Cette autobiographie de Stendhal
s'ouvre par l'évocation d' une promenade sur le mont Janicule à Rome. L' auteur date de
cette journée la première manifestation de son envie d' écrire sa vie.
" Je me suis assis sur les marches
de San-Pietro et là j'ai rêvé une heure ou deux à cette idée : Je vais avoir
cinquante ans, il serait bien temps de me connaître.
Qu'ai-je été, que suis-je, en vérité je serais bien embarrassé de le
dire. [
]
Enfin je ne suis descendu du Janicule
que lorsque la légère brume du soir est venue m'avertir que bientôt je serais saisi par
le froid subit et fort désagréable et malsain qui en ce pays suit immédiatement le
coucher du soleil. Je me suis hâté de
rentrer au Palazzo Conti (Piazza Minerva), j'étais harassé. J'étais en pantalon de...
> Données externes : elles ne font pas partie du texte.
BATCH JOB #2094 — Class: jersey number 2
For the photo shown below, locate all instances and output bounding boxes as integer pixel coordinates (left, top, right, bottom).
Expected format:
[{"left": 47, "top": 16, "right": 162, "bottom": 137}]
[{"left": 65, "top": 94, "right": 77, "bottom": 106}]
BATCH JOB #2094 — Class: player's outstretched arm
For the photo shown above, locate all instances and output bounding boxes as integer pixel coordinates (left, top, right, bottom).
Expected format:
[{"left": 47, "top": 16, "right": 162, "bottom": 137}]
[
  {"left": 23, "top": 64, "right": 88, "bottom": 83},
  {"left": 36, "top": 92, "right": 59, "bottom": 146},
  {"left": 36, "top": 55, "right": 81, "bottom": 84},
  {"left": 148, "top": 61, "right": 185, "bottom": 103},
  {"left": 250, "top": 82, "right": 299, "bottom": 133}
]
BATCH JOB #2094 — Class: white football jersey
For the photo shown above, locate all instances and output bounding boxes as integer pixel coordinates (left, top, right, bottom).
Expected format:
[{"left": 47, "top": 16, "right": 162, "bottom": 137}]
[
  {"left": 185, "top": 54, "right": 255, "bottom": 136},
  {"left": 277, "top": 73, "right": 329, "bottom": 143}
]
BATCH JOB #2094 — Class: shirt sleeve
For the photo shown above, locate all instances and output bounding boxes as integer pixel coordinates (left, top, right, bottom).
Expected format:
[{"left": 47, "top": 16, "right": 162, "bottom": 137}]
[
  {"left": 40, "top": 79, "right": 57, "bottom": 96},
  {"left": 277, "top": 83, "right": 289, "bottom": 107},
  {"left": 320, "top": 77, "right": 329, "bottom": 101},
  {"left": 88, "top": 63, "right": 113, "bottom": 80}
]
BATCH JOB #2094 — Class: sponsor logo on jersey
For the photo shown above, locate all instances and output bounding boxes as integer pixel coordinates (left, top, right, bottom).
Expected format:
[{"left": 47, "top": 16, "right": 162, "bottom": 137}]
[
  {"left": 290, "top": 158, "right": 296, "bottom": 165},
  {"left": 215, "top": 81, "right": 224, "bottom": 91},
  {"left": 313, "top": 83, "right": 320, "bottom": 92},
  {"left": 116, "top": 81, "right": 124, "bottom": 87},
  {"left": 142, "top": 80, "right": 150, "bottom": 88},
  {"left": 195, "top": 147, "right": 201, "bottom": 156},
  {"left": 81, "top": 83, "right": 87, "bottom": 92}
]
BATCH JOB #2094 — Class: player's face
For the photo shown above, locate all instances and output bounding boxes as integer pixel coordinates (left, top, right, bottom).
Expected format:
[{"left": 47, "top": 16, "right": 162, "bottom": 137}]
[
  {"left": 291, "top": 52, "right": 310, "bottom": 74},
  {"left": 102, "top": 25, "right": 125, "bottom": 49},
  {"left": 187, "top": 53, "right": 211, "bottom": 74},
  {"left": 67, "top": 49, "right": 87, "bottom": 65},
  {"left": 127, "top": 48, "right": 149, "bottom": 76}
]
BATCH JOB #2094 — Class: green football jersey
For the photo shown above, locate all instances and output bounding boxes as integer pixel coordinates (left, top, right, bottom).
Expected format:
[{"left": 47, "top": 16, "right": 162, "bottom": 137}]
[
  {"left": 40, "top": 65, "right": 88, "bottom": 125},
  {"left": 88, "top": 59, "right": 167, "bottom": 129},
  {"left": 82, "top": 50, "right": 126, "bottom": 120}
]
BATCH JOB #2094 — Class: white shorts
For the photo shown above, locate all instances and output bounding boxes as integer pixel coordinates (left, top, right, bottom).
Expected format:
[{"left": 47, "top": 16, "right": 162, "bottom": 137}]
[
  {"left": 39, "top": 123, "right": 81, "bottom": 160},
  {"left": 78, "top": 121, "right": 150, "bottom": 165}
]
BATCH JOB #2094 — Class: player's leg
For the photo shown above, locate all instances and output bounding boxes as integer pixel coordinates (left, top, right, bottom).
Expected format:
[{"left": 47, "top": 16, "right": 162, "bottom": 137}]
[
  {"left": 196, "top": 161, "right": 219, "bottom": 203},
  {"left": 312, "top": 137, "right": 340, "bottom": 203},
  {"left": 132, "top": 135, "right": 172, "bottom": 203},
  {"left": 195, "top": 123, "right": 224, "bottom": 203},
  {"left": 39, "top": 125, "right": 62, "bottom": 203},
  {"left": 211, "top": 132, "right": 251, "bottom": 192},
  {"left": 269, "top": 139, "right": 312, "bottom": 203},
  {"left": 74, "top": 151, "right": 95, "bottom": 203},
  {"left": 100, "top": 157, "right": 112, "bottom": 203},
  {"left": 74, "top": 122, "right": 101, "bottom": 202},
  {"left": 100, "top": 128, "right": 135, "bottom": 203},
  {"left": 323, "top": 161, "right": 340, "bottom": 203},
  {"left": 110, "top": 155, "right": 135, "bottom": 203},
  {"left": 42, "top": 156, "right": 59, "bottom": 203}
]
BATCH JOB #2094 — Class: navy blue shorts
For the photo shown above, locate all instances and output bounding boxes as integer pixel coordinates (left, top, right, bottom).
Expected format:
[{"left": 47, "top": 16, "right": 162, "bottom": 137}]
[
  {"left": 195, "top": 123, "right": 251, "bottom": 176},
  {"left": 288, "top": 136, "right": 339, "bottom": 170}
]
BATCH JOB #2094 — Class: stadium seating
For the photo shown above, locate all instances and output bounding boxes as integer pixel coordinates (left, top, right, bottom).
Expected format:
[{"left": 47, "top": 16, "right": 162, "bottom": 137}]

blanc anglais, j'ai écrit sur la ceinture en dedans : 16 octobre 1832, je vais avoir la
cinquantaine, ainsi abrégé pour n' être pas compris : J. vaisa voir la 5.
Le soir en rentrant assez ennuyé de la soirée de l'ambassadeur je me suis dit :
je devrais écrire ma vie, je saurai peut-être enfin, quand cela sera fini dans deux ou
trois ans, ce que j'ai été, gai ou triste, homme d'esprit ou sot, homme de courage ou
peureux, et enfin au total heureux ou malheureux, je pourrai faire lire ce manuscrit à di
Fiori.
Cette idée me sourit. Oui, mais cette
effroyable quantité de Je et de Moi ! Il y a de quoi donner de l'humeur au lecteur le
plus bénévole. Je et Moi, ce
serait, au talent près, comme M. de Chateaubriand, ce roi des égotistes.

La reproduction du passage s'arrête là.